A Critical Re-evaluation of Neural Methods for Entity Alignment

Neural methods have become the de-facto choice for the vast majority of data analysis tasks, and entity alignment (EA) is no exception. Not surprisingly, more than 50 different neural EA methods have been published since 2017. However, surprisingly, an analysis of the differences between neural and non-neural EA methods has been lacking.
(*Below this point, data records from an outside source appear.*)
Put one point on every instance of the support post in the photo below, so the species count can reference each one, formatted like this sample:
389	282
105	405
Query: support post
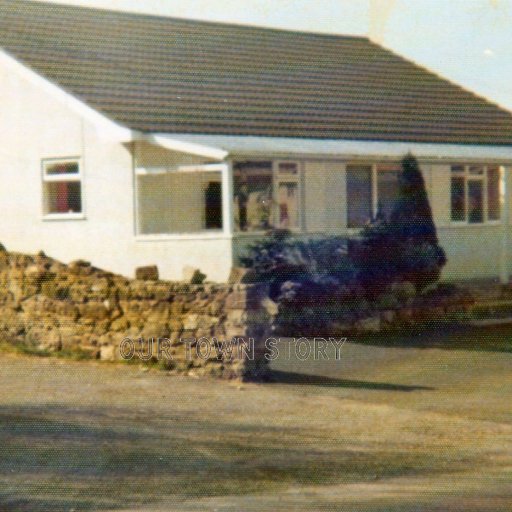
227	198
505	223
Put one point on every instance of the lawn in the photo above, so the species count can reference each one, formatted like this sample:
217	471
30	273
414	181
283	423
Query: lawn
400	423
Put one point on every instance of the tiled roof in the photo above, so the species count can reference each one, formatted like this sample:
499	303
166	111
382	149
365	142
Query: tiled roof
167	75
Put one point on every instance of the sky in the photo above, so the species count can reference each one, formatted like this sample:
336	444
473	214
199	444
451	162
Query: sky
467	41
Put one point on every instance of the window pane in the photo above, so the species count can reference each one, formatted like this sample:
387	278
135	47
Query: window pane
252	184
288	203
290	168
493	193
475	201
359	195
213	205
179	202
458	200
63	197
62	168
476	170
387	189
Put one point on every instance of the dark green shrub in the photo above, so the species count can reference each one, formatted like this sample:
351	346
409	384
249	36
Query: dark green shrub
404	247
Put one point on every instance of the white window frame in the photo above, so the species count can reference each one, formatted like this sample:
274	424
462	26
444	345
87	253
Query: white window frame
56	178
374	186
205	234
298	178
277	179
483	178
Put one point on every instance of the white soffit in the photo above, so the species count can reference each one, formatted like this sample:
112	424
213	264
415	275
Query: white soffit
287	147
185	146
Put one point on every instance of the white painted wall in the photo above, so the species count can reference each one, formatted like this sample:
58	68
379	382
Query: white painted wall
34	125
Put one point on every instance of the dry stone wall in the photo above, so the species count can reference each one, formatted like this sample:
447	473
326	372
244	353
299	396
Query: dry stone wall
52	306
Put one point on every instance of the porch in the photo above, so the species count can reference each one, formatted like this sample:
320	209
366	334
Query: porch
229	195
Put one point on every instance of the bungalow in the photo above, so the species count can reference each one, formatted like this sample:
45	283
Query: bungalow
129	140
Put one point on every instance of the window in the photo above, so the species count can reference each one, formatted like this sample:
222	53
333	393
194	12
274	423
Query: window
371	192
62	188
476	193
179	201
287	195
266	195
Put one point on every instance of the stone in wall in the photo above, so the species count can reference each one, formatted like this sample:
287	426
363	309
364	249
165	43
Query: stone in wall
53	306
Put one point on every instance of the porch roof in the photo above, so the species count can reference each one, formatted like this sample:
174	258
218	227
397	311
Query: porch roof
225	145
155	74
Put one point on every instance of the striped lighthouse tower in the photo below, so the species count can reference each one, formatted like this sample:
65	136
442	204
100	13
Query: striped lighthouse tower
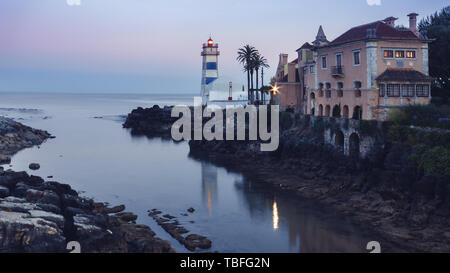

We bridge this gap by performing an in-depth comparison among five carefully chosen representative state-of-the-art methods from the pre-neural and neural era. We unravel, and consequently mitigate, the inherent deficiencies in the experimental setup utilized for evaluating neural EA methods. To ensure fairness in evaluation, we homogenize the entity matching modules of neural and non-neural methods. Additionally, for the first time, we draw a parallel between EA and record linkage (RL) by empirically showcasing the ability of RL methods to perform EA. Our results indicate that Paris, the state-of-the-art non-neural method, statistically significantly outperforms all the representative state-of-the-art neural methods in terms of both efficacy and efficiency across a wide variety of dataset types and scenarios, and is second only to BERT-INT for a specific scenario of cross-lingual EA. Our findings shed light on the potential problems resulting from an impulsive application of neural methods as a panacea for all data analytics tasks. Overall, our work results in two overarching conclusions: (1) Paris should be used as a baseline in every follow-up work on EA, and (2) neural methods need to be positioned better to showcase their true potential, for which we provide multiple recommendations.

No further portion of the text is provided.